#  The Amazon: A Planetary Forest 

 



####  calendar\_today Date and Time 

 **April 30, 2026** 

 06:00PM - 08:15PM EDT 

####  pin\_drop Location 

 **Swissnex Boston**  

 [420 Broadway  
Cambridge, MA 02138  
United States



 ](<https://www.google.com/maps?q=US MA Cambridge 02138 420 Broadway>) 



 

 [ More information and registration arrow\_circle\_right ](https://swissnex.org/event/the-amazon-a-planetary-forest/) 

 



 

[A film screening and panel discussion of the Amazon](https://swissnex.org/event/the-amazon-a-planetary-forest/) through the lenses of global history, indigenous knowledge, soil science, and more, organized and moderated by WIGH Fellow **Tomás Bartoletti**.

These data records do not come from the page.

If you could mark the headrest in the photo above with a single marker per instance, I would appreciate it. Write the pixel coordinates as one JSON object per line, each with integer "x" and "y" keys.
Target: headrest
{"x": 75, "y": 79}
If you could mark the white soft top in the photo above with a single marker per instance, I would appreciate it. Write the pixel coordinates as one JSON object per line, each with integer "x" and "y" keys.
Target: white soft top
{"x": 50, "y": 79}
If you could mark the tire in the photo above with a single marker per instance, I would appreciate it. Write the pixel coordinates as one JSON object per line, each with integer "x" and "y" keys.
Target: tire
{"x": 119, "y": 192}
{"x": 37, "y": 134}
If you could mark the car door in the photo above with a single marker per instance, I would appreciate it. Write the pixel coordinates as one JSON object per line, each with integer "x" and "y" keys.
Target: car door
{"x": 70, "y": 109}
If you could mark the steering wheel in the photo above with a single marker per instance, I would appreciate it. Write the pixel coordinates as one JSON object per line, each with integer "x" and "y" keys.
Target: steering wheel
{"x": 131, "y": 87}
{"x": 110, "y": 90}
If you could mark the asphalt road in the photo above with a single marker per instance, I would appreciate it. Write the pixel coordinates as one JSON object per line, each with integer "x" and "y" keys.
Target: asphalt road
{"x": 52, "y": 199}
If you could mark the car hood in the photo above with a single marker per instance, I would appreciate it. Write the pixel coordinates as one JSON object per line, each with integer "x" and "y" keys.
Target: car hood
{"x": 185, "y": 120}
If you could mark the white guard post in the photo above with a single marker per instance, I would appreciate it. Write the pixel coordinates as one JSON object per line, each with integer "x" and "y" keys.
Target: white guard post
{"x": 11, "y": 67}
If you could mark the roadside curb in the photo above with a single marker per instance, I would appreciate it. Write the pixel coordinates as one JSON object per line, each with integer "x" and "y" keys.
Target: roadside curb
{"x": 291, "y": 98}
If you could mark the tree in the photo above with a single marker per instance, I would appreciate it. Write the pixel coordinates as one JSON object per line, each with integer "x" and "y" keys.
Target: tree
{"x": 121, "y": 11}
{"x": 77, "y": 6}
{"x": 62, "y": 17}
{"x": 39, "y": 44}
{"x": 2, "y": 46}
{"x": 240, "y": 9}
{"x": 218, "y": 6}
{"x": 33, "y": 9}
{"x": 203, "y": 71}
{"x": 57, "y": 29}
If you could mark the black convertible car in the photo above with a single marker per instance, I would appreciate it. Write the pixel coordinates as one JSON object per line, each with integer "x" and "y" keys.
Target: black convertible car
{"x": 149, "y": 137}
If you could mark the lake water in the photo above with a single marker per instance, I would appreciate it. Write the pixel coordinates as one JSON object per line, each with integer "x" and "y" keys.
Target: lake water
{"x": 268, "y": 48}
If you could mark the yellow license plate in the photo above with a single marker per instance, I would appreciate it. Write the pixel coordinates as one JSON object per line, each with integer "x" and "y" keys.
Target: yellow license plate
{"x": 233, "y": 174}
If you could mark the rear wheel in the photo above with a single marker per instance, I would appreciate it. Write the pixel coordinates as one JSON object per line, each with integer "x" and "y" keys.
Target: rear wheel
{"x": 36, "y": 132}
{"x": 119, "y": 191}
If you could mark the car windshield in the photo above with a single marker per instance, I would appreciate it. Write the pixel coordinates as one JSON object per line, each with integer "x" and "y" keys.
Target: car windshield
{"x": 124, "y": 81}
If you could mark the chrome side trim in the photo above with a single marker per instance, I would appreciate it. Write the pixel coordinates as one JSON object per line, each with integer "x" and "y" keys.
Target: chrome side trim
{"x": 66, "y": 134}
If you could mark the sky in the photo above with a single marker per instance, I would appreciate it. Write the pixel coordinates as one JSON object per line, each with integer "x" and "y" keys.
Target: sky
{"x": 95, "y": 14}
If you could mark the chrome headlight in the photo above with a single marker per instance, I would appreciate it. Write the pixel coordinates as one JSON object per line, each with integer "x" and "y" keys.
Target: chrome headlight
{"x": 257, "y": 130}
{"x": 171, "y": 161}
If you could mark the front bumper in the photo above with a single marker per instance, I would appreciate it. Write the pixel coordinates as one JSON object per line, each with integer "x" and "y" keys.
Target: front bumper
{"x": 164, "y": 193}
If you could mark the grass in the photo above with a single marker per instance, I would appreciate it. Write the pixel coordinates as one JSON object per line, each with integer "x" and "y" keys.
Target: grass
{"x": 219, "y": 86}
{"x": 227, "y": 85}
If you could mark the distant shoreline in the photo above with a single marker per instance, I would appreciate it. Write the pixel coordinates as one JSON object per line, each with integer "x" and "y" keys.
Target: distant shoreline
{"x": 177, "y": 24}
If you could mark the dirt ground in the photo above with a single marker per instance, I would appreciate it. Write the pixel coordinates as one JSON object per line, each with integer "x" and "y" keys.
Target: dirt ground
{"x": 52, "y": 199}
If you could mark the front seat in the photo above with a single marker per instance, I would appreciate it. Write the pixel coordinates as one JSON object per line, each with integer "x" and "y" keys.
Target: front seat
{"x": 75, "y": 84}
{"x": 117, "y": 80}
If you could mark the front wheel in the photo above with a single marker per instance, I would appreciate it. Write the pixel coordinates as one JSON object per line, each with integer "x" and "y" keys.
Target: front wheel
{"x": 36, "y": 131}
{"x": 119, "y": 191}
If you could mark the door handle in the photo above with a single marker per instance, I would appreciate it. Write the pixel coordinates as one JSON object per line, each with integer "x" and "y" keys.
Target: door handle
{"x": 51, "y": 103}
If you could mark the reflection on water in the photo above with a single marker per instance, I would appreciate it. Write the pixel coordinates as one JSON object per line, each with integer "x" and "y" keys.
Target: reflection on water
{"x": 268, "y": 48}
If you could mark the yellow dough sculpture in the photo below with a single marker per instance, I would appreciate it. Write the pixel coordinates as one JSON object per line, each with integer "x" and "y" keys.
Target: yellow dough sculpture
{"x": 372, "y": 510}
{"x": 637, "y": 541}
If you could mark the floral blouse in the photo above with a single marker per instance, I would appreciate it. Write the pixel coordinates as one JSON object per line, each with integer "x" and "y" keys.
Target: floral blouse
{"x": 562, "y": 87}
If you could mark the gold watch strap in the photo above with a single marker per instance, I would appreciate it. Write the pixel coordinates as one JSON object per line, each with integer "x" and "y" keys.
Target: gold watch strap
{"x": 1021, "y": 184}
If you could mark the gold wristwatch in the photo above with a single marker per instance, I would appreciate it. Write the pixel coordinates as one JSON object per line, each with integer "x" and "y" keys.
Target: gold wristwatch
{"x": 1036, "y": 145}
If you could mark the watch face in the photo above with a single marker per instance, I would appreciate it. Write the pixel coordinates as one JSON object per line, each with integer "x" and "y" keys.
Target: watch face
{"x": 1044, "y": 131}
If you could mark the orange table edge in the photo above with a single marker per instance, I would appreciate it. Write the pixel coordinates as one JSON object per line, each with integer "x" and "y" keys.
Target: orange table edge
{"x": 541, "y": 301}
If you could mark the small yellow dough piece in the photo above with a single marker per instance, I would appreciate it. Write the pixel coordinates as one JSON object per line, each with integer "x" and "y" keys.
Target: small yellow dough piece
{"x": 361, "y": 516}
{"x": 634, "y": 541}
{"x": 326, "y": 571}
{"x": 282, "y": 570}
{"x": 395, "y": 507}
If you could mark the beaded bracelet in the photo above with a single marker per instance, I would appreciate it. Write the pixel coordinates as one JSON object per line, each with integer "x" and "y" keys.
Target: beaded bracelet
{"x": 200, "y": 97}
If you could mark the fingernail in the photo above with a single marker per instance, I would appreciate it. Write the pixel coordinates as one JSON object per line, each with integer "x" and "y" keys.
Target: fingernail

The Amazon transcends easy categorization. Stretching across nine countries, it shelters one in ten of all known species on Earth and locks away an estimated 200 billion tons of carbon in its soil and vegetation. Moisture released by its plants creates “flying rivers” that seed rain and regulate temperatures across continents. Because of its planetary significance, it has become a matter of global concern, debated in international forums, measured by satellites, and managed through carbon markets and conservation agreements.

This global perspective risks flattening an extraordinarily complex biome into a global utility — a reservoir of carbon, water, and biodiversity to be managed for the benefit of humanity. But the Amazon is more than that. It is a living ecosystem, a site of encounter and co-creation among a vast network of actors: plants and animals, rivers and mountains, and more than 50 million people, including hundreds of Indigenous communities whose knowledge has shaped the forest for centuries.

The evening will begin with a short film screening by **Claudia Tomateo**, a Quechua Chanka architect, designer, planner, and activist whose work explores Indigenous methodologies of data visualization. A panel discussion will follow, led by **Tomás Bartoletti**, a historian researching the development of global forest governance. In addition to Tomateo, the panel will feature **Livio Silva-Mueller**, a sociologist researching the intersection of decarbonization, inequality, and democracy in Latin America; and **Mauricio Fontes**, a scientist studying Amazon soils and their transformation.

Situated within Swissnex’s Planetary Embassy in Boston, the conversation invites audiences to move past familiar images of the Amazon as a distant wilderness or planetary utility, and instead engage with it as a place of deep relations — and to ask what it would mean for the Amazon, in all its diversity, to have a voice on the global stage.